Either way, stay away from the Removal Tool!
IMHO G has a real problem here. There doesn't seem to be any practical solution to effectively tell them to delete outdated / unwanted stuff from their database. Once they stored something, they'll keep it - until THEY decide to delete it.
Why not use a custom 404 error page to capture all that traffic and do something with it?
I don't think the pages receive much traffic - they're all in the Supplementary Results.
And I'd rather have them out of the index entirely, because I'm not sure if Google is seeing them as duplicate content in some way and that's affecting the rest of the site.
I've decided to recreate just the directory and use Petrocelli's b) option, and hope for the best. We'll see.
I have often wondered if after using the removal tool that the items that you have removed still have an affect on your ranking.

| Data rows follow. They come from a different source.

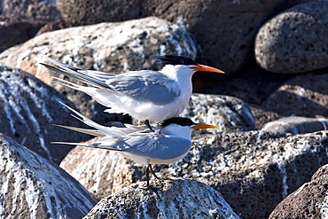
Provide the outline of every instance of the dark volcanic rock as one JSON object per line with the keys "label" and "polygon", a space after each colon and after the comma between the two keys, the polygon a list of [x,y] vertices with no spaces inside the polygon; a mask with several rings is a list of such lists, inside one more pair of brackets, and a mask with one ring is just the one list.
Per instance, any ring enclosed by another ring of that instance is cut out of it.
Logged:
{"label": "dark volcanic rock", "polygon": [[272,211],[269,219],[327,218],[328,165],[320,168],[311,181],[288,195]]}
{"label": "dark volcanic rock", "polygon": [[66,172],[0,134],[1,218],[82,218],[95,205]]}
{"label": "dark volcanic rock", "polygon": [[3,0],[0,6],[1,15],[28,20],[49,22],[61,17],[56,9],[56,1],[52,0]]}
{"label": "dark volcanic rock", "polygon": [[[151,17],[44,33],[4,51],[0,54],[0,62],[20,67],[51,84],[52,76],[64,76],[50,73],[48,68],[39,65],[46,61],[43,54],[83,69],[120,74],[129,70],[157,69],[159,65],[155,58],[160,54],[194,59],[196,52],[194,39],[184,26]],[[58,83],[53,87],[65,93],[84,115],[98,122],[104,124],[125,119],[104,113],[104,106],[82,92]]]}
{"label": "dark volcanic rock", "polygon": [[261,27],[255,57],[268,71],[299,74],[328,66],[328,3],[312,1],[281,12]]}
{"label": "dark volcanic rock", "polygon": [[72,103],[35,76],[0,65],[0,132],[26,147],[59,163],[72,146],[53,145],[51,141],[80,142],[89,138],[53,125],[81,123],[59,101],[74,107]]}
{"label": "dark volcanic rock", "polygon": [[328,73],[306,74],[285,82],[262,106],[284,116],[328,117]]}

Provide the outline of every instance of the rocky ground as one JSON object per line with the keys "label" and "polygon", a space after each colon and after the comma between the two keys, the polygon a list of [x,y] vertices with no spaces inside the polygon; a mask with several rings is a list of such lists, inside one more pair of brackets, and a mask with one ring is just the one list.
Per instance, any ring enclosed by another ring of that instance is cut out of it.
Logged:
{"label": "rocky ground", "polygon": [[[327,218],[328,2],[3,1],[1,218]],[[59,102],[101,124],[90,97],[56,84],[44,56],[120,74],[178,54],[224,70],[196,73],[182,113],[220,127],[191,152],[144,167],[97,141]]]}

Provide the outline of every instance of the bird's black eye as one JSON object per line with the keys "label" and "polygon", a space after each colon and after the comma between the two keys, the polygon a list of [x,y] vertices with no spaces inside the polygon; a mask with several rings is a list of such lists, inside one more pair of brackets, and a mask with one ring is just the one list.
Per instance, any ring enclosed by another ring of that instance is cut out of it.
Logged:
{"label": "bird's black eye", "polygon": [[184,117],[173,117],[163,121],[161,127],[168,126],[169,124],[177,124],[181,126],[192,126],[196,123],[193,122],[191,119]]}
{"label": "bird's black eye", "polygon": [[163,66],[165,65],[197,66],[197,63],[188,57],[167,55],[167,56],[159,56],[157,58],[160,59]]}

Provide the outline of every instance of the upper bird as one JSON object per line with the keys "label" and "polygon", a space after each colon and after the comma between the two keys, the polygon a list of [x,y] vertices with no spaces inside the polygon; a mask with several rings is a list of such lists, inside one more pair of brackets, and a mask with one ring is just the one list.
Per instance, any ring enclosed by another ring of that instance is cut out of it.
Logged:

You are correct, once google grabs hold of something - it never seems to let go. I have a couple of directories on our site that have inflated pages values in google. The directories contain 200 files. However, google reports that they contain 5000 files. I have decided to move the directories to a new name and do a 301-redirect to the new name. This seems to be helping in getting the inflated page values back in line.
Curious, does anyone have any good ideas of how to get pagecount back in line when using the "Site:" command?
|And I'd rather have them out of the index entirely |
Return a 403 when Google requests those pages.
|Return a 403 when Google requests those pages |
Yes? Do you think that will help more than a 404? Could you explain why? I think part of the problem is that Google is simply not requesting the pages at all, because the cache date is from last year.
I am curious on the case why google no longer requests pages... When using "Site:" command... It says that there are approximately 80,000 pages found for our site. Our site has no mare than 20,000 pages. Where are the 60,000 other pages coming from? Tried to ask google on this but did not get a clear response. Only that index and pages counts can change at any given time.
I noticed you are answering questions on other threads... Can you put a little light on why page counts are so far off from actual page counts on a given site? Also, what is the best way to get pages out of the google database? It seems that once google grabs ahold - it never lets go.
All thoughts would be appreciated.